THEIR VIEW: Latest ag bill should be stifled

The latest version of an agricultural bill that supporters say would protect farmers from criminal acts on their property is headed to the full House of the Indiana General Assembly for a vote.

The bill is expected to pass easily with the Republican supermajority in the House. A final reading and vote is expected as early as next week.

We believe this is bad legislation.

S.B. 101 was moved out of the House Judiciary Committee by a vote along party lines. The bill would make trespassing on the production area of farm property a criminal offense and causing damage to a farm an act of criminal mischief.

There are real concerns with this portion of the bill, especially because we believe it makes substantial changes to trespass laws that have been on the books for decades.
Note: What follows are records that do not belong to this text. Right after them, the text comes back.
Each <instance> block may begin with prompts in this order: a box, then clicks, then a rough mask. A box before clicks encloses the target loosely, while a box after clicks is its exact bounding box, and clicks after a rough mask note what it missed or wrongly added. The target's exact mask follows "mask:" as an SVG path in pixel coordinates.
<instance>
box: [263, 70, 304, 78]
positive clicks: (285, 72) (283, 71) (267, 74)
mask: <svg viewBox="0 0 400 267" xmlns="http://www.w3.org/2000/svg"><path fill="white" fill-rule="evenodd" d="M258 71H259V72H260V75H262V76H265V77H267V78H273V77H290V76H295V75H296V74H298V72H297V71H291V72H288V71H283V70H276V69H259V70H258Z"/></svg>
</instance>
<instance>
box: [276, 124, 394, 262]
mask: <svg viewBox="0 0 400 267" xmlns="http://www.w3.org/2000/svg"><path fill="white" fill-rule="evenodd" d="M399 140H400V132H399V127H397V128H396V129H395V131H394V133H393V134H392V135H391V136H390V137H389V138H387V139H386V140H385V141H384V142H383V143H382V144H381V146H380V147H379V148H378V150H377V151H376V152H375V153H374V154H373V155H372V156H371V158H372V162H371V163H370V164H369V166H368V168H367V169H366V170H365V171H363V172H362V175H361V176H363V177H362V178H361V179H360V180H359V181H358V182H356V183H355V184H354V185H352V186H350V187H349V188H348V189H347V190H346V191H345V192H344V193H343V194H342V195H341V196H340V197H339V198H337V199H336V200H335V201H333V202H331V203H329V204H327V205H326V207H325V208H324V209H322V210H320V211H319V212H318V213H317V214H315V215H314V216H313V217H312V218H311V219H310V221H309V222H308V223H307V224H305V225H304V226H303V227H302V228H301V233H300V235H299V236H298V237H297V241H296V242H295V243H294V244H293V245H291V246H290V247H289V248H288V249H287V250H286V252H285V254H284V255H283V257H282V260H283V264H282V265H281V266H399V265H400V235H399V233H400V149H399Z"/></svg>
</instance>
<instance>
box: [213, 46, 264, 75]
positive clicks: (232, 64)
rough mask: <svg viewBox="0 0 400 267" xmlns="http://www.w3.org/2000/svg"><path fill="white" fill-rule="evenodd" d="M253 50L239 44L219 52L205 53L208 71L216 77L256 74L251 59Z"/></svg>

The changes likely will cause unintended consequences and lots of confusion for farmers and police alike.

The bill is commonly referred to as “ag gag,” and opponents argue it would obstruct animal- and environmental-rights groups and those worried about First Amendment protections.

The Hoosier State Press Association has said 11 states considered ag-gag legislation last year, but none of the bills became law.

The bill now before the full House shouldn’t become Indiana law either.

Laws currently exist that protect agribusiness owners from people who gain access to their property without permission or who use distorted photos or videos to damage a business.

This latest effort is another attempt to keep Hoosiers in the dark and hamper whistle-blowers and journalists from investigating a business’s potential wrongdoings.

Perhaps most worrisome is the fact that this bill would, in effect, allow agribusinesses to define a crime instead of the General Assembly, whose job it is.

We need more transparency in the food production process to protect the health and safety of Hoosiers. This bill does nothing to move that process further along.

— South Bend Tribune

THE ISSUE Transparency in the food production process THEIR VIEW New agriculture bill does nothing to move that process along.